The Haggis Horns sono massicci, il loro sound è così massiccio e compatto che se fosse solido rischieresti di andarci a sbatterci contro. Chi è adepto della chiesa di Mr. Brown, quella che riunisce gli adoratori del funk, conoscerà sicuramente la band britannica, per tutti gli altri, nella speranza che divengano discepoli quanto prima, è d’uopo dare qualche cenno biografico.
The Haggis Horns sono in giro dal 2001, prima come sezione fiati - parteciparono infatti all’album “Keb Darge Presents The New Mastersounds” - e diverranno una band vera e propria nel 2004, ma dovremo arrivare al 2007 per godere del loro primo album, “Hot Damn”.

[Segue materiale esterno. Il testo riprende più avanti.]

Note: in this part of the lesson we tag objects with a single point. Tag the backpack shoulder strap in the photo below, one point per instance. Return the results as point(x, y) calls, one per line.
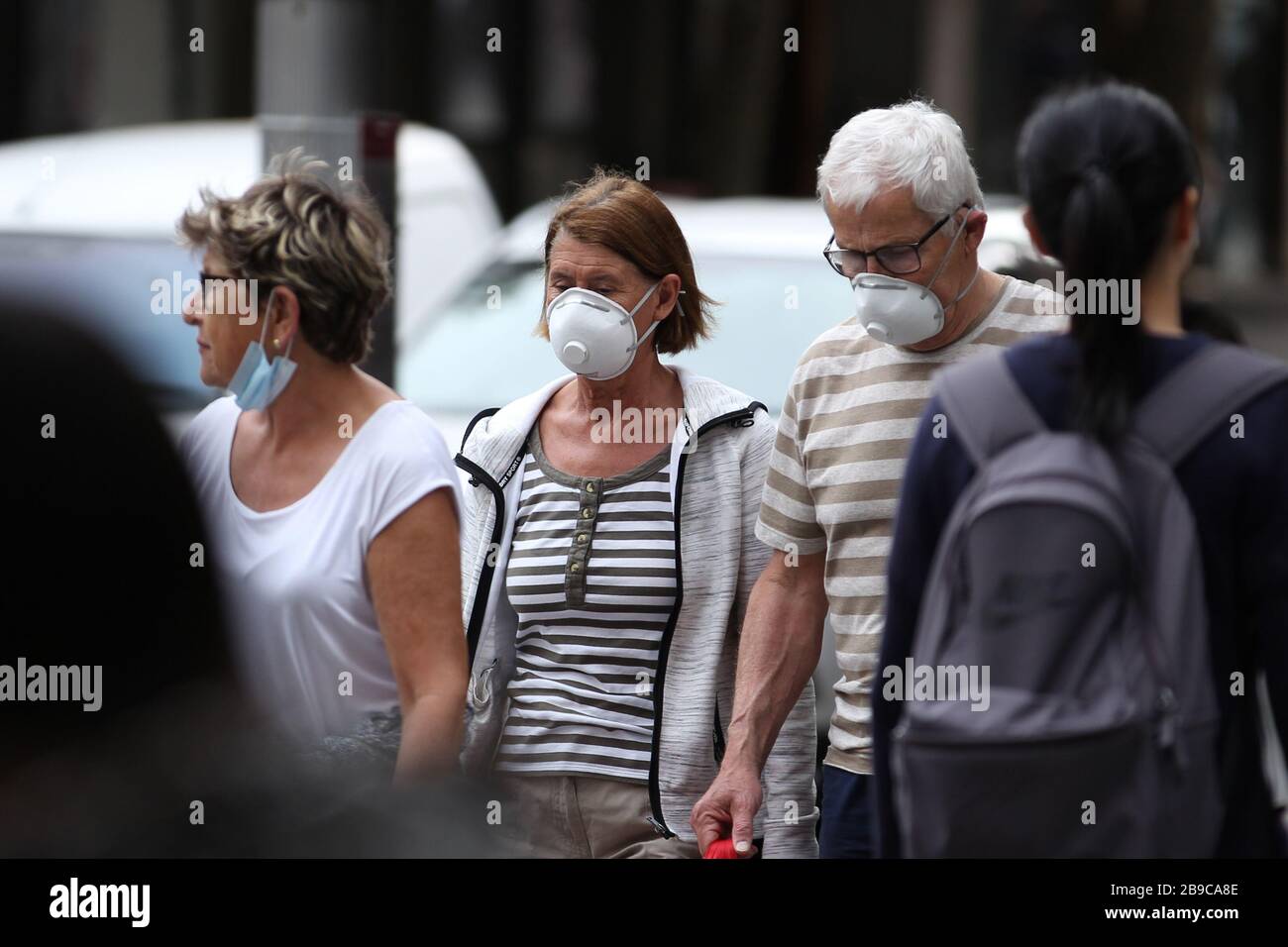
point(987, 410)
point(1199, 394)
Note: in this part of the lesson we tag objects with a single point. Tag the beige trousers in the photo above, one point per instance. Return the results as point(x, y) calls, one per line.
point(583, 817)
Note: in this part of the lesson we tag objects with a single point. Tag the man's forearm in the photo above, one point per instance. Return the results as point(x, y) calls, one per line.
point(782, 637)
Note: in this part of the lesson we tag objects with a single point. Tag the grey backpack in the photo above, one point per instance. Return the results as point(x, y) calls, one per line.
point(1068, 581)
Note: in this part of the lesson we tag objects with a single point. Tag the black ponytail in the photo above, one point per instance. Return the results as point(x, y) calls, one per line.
point(1100, 169)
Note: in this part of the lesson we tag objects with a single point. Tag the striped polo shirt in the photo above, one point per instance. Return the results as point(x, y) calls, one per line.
point(591, 577)
point(844, 434)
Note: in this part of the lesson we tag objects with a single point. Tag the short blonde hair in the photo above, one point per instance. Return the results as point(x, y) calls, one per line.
point(295, 228)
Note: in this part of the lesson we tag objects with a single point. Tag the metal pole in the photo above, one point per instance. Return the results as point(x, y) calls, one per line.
point(316, 78)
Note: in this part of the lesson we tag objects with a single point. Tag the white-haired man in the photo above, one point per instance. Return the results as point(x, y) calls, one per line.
point(907, 217)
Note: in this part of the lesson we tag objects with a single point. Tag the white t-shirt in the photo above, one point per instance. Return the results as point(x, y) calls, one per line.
point(300, 611)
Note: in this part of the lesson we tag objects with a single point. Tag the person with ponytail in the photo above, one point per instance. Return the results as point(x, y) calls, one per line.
point(1112, 184)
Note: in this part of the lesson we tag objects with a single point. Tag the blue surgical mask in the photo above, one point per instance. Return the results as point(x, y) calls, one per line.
point(258, 381)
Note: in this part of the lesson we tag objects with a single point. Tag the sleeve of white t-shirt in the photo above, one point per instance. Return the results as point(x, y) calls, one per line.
point(413, 463)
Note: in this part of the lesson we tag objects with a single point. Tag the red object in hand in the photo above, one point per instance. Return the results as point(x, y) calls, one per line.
point(720, 848)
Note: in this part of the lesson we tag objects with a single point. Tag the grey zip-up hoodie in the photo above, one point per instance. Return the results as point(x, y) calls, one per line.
point(720, 457)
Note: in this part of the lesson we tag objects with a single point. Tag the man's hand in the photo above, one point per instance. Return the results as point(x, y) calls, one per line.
point(732, 802)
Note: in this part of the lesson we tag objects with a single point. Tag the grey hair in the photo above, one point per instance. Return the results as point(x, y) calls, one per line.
point(296, 227)
point(910, 145)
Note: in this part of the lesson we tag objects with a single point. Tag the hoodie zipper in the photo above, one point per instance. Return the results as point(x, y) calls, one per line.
point(742, 418)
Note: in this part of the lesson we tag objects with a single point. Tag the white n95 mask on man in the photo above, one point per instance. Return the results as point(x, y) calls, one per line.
point(592, 335)
point(901, 312)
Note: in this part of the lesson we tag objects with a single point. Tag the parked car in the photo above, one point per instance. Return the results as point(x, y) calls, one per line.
point(88, 228)
point(760, 258)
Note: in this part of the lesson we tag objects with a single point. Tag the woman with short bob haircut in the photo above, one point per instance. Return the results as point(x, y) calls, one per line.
point(609, 554)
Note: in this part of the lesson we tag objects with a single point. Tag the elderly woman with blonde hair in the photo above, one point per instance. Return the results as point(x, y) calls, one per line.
point(609, 558)
point(333, 501)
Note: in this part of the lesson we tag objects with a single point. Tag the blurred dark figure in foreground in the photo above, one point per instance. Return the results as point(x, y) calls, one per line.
point(110, 605)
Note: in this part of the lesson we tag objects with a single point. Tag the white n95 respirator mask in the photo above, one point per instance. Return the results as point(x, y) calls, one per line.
point(592, 335)
point(900, 312)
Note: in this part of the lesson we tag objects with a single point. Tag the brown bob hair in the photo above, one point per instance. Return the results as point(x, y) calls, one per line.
point(621, 214)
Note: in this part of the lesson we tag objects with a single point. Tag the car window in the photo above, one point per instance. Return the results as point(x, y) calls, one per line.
point(481, 352)
point(111, 287)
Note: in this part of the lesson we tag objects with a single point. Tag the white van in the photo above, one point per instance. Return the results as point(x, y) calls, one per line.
point(88, 224)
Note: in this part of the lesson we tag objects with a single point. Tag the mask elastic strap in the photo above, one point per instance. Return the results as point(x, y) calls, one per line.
point(947, 254)
point(644, 298)
point(655, 324)
point(263, 335)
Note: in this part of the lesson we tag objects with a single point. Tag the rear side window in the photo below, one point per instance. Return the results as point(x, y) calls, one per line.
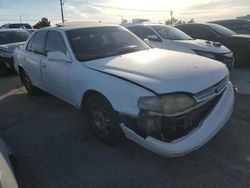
point(141, 31)
point(55, 42)
point(37, 42)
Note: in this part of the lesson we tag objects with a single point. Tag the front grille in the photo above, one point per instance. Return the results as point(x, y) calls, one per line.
point(177, 127)
point(212, 91)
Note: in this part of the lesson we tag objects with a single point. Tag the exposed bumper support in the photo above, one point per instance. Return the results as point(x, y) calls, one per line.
point(195, 139)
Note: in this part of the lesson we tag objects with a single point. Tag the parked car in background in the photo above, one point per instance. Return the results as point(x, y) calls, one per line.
point(9, 40)
point(16, 26)
point(171, 38)
point(169, 102)
point(238, 43)
point(238, 26)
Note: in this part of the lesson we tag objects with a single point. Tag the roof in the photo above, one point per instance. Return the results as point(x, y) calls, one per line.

I componenti della band, in particolare la mirabolante sezione fiati, la migliore del pianeta Terra, la potete ritrovare nei lavori di alcune leggende del soul e non solo. Alcuni nomi? Jamiroquai, John Legend, Amy Winehouse, Adele, Martha Reeves e potrei continuare fino a domani; nel frattempo fatevi un giro sul loro sito e completate l’elenco delle celebrità.

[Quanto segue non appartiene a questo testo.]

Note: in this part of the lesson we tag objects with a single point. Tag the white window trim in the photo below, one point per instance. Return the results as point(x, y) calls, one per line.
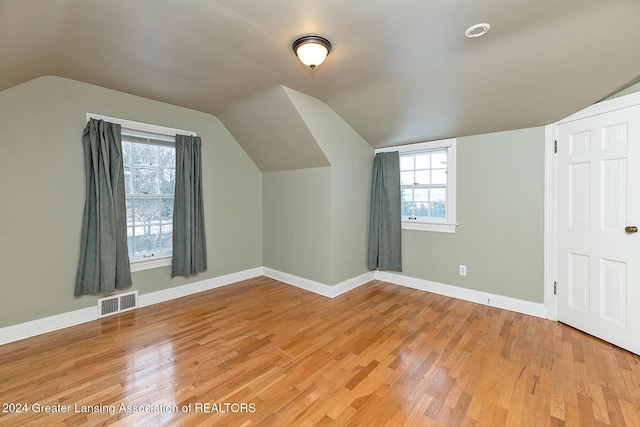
point(145, 127)
point(450, 144)
point(148, 263)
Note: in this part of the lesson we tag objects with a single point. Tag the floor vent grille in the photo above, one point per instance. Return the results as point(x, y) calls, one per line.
point(117, 303)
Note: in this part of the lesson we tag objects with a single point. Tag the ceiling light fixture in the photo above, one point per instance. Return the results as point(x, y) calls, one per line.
point(311, 50)
point(477, 30)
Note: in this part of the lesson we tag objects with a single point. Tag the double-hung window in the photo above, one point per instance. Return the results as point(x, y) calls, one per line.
point(427, 181)
point(149, 159)
point(150, 174)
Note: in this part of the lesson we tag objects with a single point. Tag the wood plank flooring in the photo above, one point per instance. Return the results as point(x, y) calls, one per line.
point(263, 353)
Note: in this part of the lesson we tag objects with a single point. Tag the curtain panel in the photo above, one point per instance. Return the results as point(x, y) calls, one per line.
point(189, 243)
point(104, 261)
point(385, 227)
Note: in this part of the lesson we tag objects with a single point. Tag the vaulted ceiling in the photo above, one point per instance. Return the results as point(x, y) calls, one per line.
point(400, 71)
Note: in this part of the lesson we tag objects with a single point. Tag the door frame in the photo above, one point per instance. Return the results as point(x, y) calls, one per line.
point(551, 191)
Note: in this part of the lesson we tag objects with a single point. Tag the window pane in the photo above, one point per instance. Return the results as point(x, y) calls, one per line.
point(407, 194)
point(145, 181)
point(127, 179)
point(421, 194)
point(438, 210)
point(126, 153)
point(438, 194)
point(439, 160)
point(422, 177)
point(406, 178)
point(129, 206)
point(407, 209)
point(145, 155)
point(421, 209)
point(167, 181)
point(422, 161)
point(406, 163)
point(167, 157)
point(167, 209)
point(166, 243)
point(147, 211)
point(439, 176)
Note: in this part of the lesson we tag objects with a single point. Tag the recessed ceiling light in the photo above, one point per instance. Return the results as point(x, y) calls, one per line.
point(477, 30)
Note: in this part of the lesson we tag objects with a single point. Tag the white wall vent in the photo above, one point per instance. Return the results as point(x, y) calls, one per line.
point(117, 303)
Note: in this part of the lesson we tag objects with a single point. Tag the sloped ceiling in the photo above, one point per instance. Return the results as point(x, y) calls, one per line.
point(400, 71)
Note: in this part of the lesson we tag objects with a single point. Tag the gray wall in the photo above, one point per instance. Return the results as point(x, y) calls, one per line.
point(316, 220)
point(42, 193)
point(297, 222)
point(312, 223)
point(351, 159)
point(500, 209)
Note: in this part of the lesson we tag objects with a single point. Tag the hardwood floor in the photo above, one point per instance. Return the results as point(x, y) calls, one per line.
point(263, 353)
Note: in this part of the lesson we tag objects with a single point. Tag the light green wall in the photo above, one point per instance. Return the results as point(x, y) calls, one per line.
point(351, 159)
point(500, 209)
point(297, 222)
point(42, 192)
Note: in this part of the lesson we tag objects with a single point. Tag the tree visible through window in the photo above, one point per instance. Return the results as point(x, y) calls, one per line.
point(149, 168)
point(428, 184)
point(423, 178)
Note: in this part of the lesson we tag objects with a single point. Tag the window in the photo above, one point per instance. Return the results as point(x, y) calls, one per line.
point(149, 176)
point(427, 180)
point(149, 158)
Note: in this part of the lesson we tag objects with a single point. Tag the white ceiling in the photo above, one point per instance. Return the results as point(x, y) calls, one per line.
point(400, 71)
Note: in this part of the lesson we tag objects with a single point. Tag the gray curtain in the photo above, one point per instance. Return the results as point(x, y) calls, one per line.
point(189, 245)
point(104, 260)
point(384, 217)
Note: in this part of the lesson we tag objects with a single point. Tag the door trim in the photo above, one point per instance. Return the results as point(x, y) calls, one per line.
point(551, 190)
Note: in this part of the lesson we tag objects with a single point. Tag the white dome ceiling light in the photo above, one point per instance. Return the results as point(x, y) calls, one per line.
point(311, 50)
point(477, 30)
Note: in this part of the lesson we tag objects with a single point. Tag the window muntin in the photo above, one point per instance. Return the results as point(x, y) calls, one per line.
point(149, 169)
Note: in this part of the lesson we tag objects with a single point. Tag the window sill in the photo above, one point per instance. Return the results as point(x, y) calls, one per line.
point(430, 226)
point(147, 264)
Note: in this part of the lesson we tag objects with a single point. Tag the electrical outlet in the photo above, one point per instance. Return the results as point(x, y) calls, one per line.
point(463, 270)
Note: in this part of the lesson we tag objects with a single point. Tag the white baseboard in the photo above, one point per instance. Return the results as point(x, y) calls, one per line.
point(317, 287)
point(499, 301)
point(64, 320)
point(47, 324)
point(169, 294)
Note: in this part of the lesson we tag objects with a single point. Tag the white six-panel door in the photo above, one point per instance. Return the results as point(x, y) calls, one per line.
point(598, 188)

Il nuovo disco degli Haggis Horns, “One of These Days” è bello e sapete perché ? Sono qui in auto a scrivere questa recensione ascoltando l’album a volume sostenuto e a pochi passi ci sono tre vecchietti che conversano animatamente tra loro e senza volere ascoltano gli Haggis Horns e non sembrano infastiditi, anzi, non si sono schiodati di un centimetro. Quindi anche chi non mastica musica black ed è abituato ad Albano e Nilla Pizzi, una dose estemporanea di funk non può fare che bene.

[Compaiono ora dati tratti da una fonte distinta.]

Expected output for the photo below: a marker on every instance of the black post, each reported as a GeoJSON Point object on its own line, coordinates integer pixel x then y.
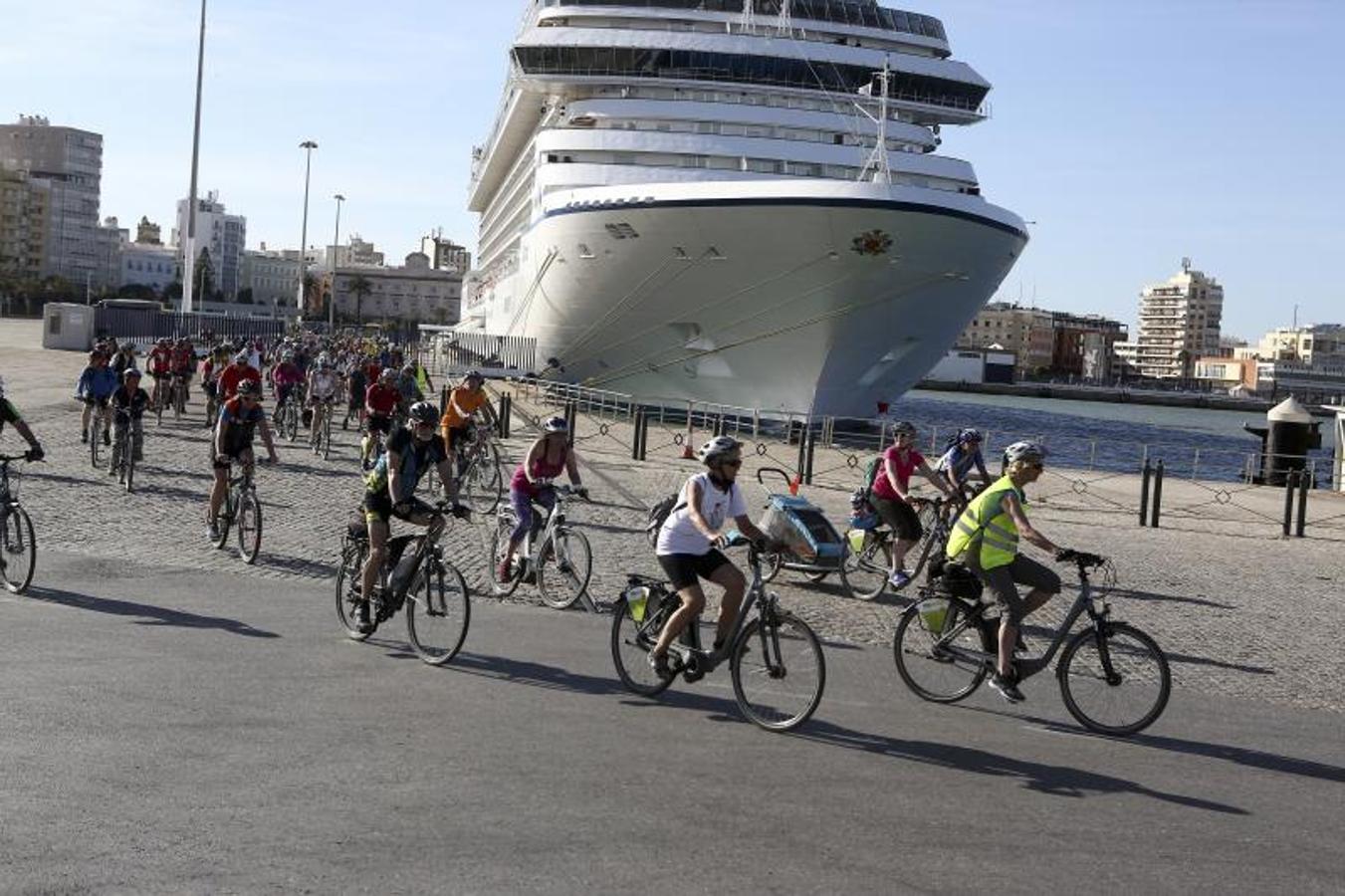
{"type": "Point", "coordinates": [1290, 486]}
{"type": "Point", "coordinates": [1158, 494]}
{"type": "Point", "coordinates": [1303, 482]}
{"type": "Point", "coordinates": [1146, 474]}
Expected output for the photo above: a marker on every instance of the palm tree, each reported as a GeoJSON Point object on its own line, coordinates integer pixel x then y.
{"type": "Point", "coordinates": [359, 286]}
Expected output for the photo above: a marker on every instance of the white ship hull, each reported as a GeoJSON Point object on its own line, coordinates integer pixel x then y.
{"type": "Point", "coordinates": [781, 295]}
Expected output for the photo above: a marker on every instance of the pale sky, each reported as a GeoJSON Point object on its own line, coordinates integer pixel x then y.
{"type": "Point", "coordinates": [1131, 133]}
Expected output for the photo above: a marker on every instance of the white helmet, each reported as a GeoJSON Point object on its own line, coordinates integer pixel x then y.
{"type": "Point", "coordinates": [717, 447]}
{"type": "Point", "coordinates": [1025, 451]}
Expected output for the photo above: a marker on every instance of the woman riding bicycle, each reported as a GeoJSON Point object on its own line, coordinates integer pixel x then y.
{"type": "Point", "coordinates": [532, 483]}
{"type": "Point", "coordinates": [689, 543]}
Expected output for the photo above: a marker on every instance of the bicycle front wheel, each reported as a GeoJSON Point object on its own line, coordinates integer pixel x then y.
{"type": "Point", "coordinates": [565, 569]}
{"type": "Point", "coordinates": [778, 672]}
{"type": "Point", "coordinates": [930, 644]}
{"type": "Point", "coordinates": [18, 551]}
{"type": "Point", "coordinates": [1115, 681]}
{"type": "Point", "coordinates": [631, 642]}
{"type": "Point", "coordinates": [439, 612]}
{"type": "Point", "coordinates": [249, 527]}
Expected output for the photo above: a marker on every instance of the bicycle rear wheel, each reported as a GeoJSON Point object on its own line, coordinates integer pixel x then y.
{"type": "Point", "coordinates": [778, 672]}
{"type": "Point", "coordinates": [922, 650]}
{"type": "Point", "coordinates": [565, 569]}
{"type": "Point", "coordinates": [347, 580]}
{"type": "Point", "coordinates": [249, 527]}
{"type": "Point", "coordinates": [1117, 682]}
{"type": "Point", "coordinates": [439, 612]}
{"type": "Point", "coordinates": [631, 642]}
{"type": "Point", "coordinates": [18, 551]}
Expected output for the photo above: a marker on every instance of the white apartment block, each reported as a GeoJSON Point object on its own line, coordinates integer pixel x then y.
{"type": "Point", "coordinates": [1179, 324]}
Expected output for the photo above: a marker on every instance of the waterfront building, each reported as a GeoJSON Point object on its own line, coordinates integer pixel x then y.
{"type": "Point", "coordinates": [69, 161]}
{"type": "Point", "coordinates": [148, 264]}
{"type": "Point", "coordinates": [412, 294]}
{"type": "Point", "coordinates": [24, 225]}
{"type": "Point", "coordinates": [1179, 322]}
{"type": "Point", "coordinates": [223, 236]}
{"type": "Point", "coordinates": [736, 202]}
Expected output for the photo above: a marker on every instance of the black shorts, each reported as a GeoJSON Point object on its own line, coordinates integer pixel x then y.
{"type": "Point", "coordinates": [378, 506]}
{"type": "Point", "coordinates": [900, 517]}
{"type": "Point", "coordinates": [685, 570]}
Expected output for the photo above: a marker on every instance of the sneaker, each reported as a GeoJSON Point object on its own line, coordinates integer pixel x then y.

In sostanza, “One of These Days” è bello anche perché, nonostante i recinti del genere, sprigiona gli aromi e le raffinatezze del soul, grazie anche ad una vocalist come Lucinda Slim e a una canzone come “World Gone Crazy” , bellissima, che rigenera l’hip-hop con i versi declamati da Doc Brown, non facendomelo andare di traverso, e atterra in territorio Al Green con la title track che vede John McCullum alla voce, ti fa immaginare di vedere un film con Melvin Van Peebles e Pam Grier in “All Fuzzed Up” (questa la trovate solo su CD, è assente nel vinile) dove per l’appunto una chitarra “fuzz” ti disincrosta il condotto auditivo. Il resto è tutta roba di prima qualità, possente come lo era un colpo allo stomaco di “Smokin’”Joe Frazier.
Insomma, lasciamo stare i santi lassù a fare delle jam tra di loro, non ascoltate i soliti dischi per la trecentesima volta; il funk e il soul sono vivi e finché ci saranno band come The Haggis Horns, vivranno in eterno.